Of note, we also observed that once the phage cannot kill Mtb in liquid culturing condition, it sometimes will stimulate Mtb growth, as shown in Fig. 2. The observation that, in some cultures, bacterial load is higher in the presence of phages D29 and Chah but not DS6A, than in phage-free controls (Fig. 2B, D) is puzzling. We postulate that the reaction between the phages (D29 and Chah) and macrophages may interfere with bacteria growth, or this may be due to the selective pressure caused by phages that results in the fast propagation of phage-resistant cells42. However, the exact mechanism is worth investigating in the future study.

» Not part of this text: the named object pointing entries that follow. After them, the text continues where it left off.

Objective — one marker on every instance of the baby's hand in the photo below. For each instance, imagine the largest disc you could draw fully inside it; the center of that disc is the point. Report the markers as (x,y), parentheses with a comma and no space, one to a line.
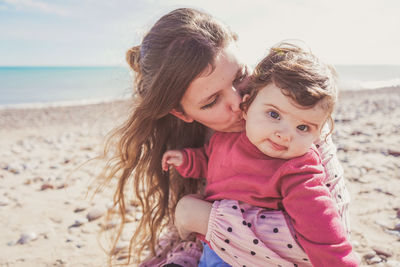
(171,157)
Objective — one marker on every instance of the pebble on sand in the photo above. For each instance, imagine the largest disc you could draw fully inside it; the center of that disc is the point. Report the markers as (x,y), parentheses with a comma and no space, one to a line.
(27,237)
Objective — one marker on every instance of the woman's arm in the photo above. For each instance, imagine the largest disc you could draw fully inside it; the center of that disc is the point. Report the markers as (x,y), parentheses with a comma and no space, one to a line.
(192,215)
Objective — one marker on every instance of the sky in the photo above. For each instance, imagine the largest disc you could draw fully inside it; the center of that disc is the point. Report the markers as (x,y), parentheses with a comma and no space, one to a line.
(98,32)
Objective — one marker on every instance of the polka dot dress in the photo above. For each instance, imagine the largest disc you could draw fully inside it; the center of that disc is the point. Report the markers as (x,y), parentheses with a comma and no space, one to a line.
(243,235)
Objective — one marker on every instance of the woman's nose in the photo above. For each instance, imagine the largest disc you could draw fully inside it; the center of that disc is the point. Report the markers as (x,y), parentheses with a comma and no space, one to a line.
(234,101)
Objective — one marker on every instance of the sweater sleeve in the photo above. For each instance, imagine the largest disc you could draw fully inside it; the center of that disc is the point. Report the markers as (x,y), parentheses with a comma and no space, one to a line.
(195,163)
(314,215)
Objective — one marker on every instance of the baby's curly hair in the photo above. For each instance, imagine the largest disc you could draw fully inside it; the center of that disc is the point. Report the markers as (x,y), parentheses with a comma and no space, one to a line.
(299,74)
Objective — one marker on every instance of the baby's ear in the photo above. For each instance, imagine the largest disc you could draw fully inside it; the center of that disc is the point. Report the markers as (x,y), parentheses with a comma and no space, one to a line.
(181,115)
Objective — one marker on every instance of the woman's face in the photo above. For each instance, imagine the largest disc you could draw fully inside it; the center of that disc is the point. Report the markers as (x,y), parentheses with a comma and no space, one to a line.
(213,98)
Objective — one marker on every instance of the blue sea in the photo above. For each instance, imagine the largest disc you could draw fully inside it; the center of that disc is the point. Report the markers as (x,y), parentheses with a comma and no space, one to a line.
(38,86)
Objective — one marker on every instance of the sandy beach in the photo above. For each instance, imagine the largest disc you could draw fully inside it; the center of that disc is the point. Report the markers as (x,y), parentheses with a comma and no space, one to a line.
(47,219)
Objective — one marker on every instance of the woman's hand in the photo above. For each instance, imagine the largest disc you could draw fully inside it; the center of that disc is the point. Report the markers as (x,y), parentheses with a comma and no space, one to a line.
(171,157)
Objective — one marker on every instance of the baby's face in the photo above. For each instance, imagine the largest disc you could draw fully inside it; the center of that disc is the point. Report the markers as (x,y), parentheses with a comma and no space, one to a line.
(279,128)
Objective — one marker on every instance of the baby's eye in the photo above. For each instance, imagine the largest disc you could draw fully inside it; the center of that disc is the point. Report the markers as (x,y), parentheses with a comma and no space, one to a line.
(211,104)
(303,128)
(274,115)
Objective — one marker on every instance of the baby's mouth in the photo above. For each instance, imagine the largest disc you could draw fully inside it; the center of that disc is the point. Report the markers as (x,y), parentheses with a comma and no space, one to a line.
(277,146)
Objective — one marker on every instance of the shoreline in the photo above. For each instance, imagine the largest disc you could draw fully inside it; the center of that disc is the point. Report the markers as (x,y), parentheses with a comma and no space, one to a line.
(42,196)
(102,100)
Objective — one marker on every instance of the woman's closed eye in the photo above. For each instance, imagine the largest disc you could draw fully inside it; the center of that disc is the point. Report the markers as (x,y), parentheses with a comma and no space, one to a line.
(274,115)
(211,104)
(241,80)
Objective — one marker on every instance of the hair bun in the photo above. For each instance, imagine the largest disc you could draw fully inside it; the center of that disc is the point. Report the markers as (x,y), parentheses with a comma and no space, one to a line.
(133,57)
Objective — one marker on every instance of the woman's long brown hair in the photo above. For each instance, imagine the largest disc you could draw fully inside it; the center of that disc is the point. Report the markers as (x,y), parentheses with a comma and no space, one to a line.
(172,54)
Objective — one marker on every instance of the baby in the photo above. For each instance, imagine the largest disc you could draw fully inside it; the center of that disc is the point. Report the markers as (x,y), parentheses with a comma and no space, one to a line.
(273,165)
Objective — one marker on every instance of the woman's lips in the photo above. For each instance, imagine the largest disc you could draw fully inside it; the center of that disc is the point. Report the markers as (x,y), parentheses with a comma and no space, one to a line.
(277,146)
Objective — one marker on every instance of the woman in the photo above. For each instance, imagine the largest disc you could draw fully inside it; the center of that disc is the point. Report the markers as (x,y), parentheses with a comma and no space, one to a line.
(187,83)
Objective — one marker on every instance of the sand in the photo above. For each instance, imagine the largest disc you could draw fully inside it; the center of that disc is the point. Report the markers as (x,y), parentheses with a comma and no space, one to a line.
(44,208)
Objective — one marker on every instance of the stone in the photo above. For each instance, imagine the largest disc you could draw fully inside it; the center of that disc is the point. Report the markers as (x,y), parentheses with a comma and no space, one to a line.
(27,237)
(94,214)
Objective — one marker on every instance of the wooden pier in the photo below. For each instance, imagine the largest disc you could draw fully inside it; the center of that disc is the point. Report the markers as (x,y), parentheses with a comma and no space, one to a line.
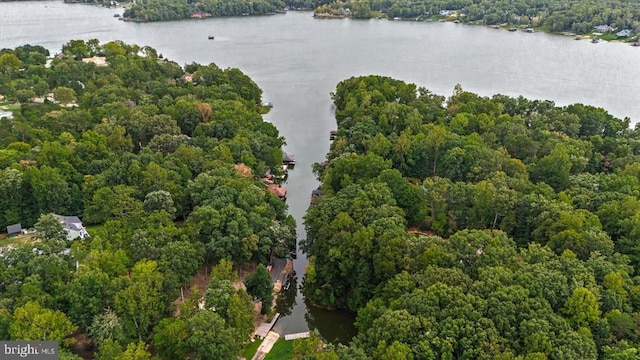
(302,335)
(264,328)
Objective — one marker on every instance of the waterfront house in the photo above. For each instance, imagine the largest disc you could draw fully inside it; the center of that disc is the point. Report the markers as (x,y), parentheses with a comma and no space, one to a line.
(288,160)
(278,191)
(14,229)
(605,28)
(623,33)
(73,226)
(98,60)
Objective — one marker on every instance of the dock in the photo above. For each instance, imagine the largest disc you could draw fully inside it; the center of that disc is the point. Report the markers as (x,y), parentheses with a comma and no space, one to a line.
(302,335)
(265,328)
(288,160)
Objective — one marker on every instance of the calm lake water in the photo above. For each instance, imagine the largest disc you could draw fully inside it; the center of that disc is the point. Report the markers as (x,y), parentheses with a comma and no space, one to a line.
(298,60)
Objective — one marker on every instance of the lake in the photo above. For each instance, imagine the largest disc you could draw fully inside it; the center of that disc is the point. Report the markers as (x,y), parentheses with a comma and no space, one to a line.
(298,60)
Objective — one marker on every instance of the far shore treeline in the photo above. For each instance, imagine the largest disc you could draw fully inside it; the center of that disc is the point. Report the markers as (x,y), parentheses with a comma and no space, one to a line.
(582,16)
(166,166)
(474,227)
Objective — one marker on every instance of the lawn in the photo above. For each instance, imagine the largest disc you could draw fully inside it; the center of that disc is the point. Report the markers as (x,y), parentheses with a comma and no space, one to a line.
(282,350)
(251,349)
(16,240)
(95,230)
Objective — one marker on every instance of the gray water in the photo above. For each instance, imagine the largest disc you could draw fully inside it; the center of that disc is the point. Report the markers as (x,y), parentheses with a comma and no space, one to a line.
(298,60)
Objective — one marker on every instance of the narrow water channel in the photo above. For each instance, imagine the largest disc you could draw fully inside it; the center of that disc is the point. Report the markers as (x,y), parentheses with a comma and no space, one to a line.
(298,60)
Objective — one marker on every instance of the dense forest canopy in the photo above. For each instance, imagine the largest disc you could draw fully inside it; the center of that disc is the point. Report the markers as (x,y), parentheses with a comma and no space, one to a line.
(162,10)
(167,162)
(477,227)
(555,16)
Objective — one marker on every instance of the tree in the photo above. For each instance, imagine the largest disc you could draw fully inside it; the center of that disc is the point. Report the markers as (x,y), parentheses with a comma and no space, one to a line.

Nevertheless, our experiments provide clear evidence that phage DS6A was effective in killing Mtb in the spleen via the intravenous route. However, the bacterial clearance in the lungs was not as effective as in spleens. This discrepancy is possibly due to the administration route, as this is one of the most important factors that affects in vivo efficacy of phage therapy43. Through the intravenous route, phages can easily reach the spleen and liver through circulation as blood filtering organs, but the lungs are much more difficult to reach. A previous study showed that the intravenous delivery of a pneumonia bacteria-specific phage led to a 2-log lower prevalence (<100 times) in the lungs when compared to an intratracheal delivery route43. Additionally, phages need to penetrate the lung epithelial barrier44 in order to access the alveolar macrophages that are parasitized by Mtb, thus further increasing the difficulty of efficient intravenous phage administration. We note that although the lung bacilli burden between the Mtb control mice and the phage-treated mice was not significant, the P value (0.0565) is very close to significance. We reason that the less bacilli burden in phage-treated group (~8-fold less than in Mtb control group) contributed to the improved lung function. However, we cannot exclude any other reason for the improved lung function.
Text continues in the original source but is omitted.